The proof is in the numbers. UK revenue rose by 5.9% to £1.96bn in 2018, with online sales up 14.4% and website visits up 13.4% to just shy of 200 million.
It is Ikea’s forward-thinking approach and ability to stay ahead of the game that have helped it thrive in an increasingly competitive retail landscape.
Building society Nationwide raised the bar over the past year by taking a high profile stand against online abuse.
Unwilling to stay silent when the spoken word poets featured in its award winning ‘Voices’ campaign received racist, sexist, misogynistic and homophobic abuse online, Nationwide worked with ISBA, the Metropolitan Police and Stop Hate UK to create #ChallengeHate, a protocol for how brands should tackle hate speech on their social platforms.
Then in September it joined forces with Channel 4, Mars and McCain on #TogetherAgainstHate, an ad break takeover featuring three recent campaigns overlaid with real racist, homophobic, violent and discriminatory posts.
From a pure business perspective, Voices, developed in collaboration with creative agency VCCP, had a significant impact on Nationwide’s brand consideration, according to its research, which is currently at its highest level since tracking began. Now one in five bank accounts that are switched are switched to Nationwide. Its analysis shows Voices contributed to 28% of those switched accounts and returned £2.66 of member value for every £1 spent.
Over the past year Netflix has further cemented itself as one of the nation’s most loved brands.
The streaming giant bumped Lidl from the top two in YouGov’s annual BrandIndex buzz rankings ending a dominant run for the German discounters. Netflix only entered the top 10 in 2016 but jumped from third place in 2017, when it scored 14, to second in 2018 with a score of 16.4.
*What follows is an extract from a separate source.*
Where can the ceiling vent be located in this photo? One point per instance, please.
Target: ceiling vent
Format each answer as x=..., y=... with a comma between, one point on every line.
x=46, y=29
The success was attributed to subscription growth – it now has more than 139 million subscribers globally – as well as the success of its original films and TV series, including Bird Box and Roma (which was nominated for 10 Oscars).
During the fourth quarter the company added 1.5 million new subscribers in the U.S. and 7.3 million new subscribers internationally. Overall, it added 29 million paid subscribers during 2018, up 33% from the 22 million it welcomed in 2017.
And it’s not ready to slow down just yet. Netflix is rumoured to be launching its own print magazine for key industry players as it looks to market its programmes and films in more varied ways.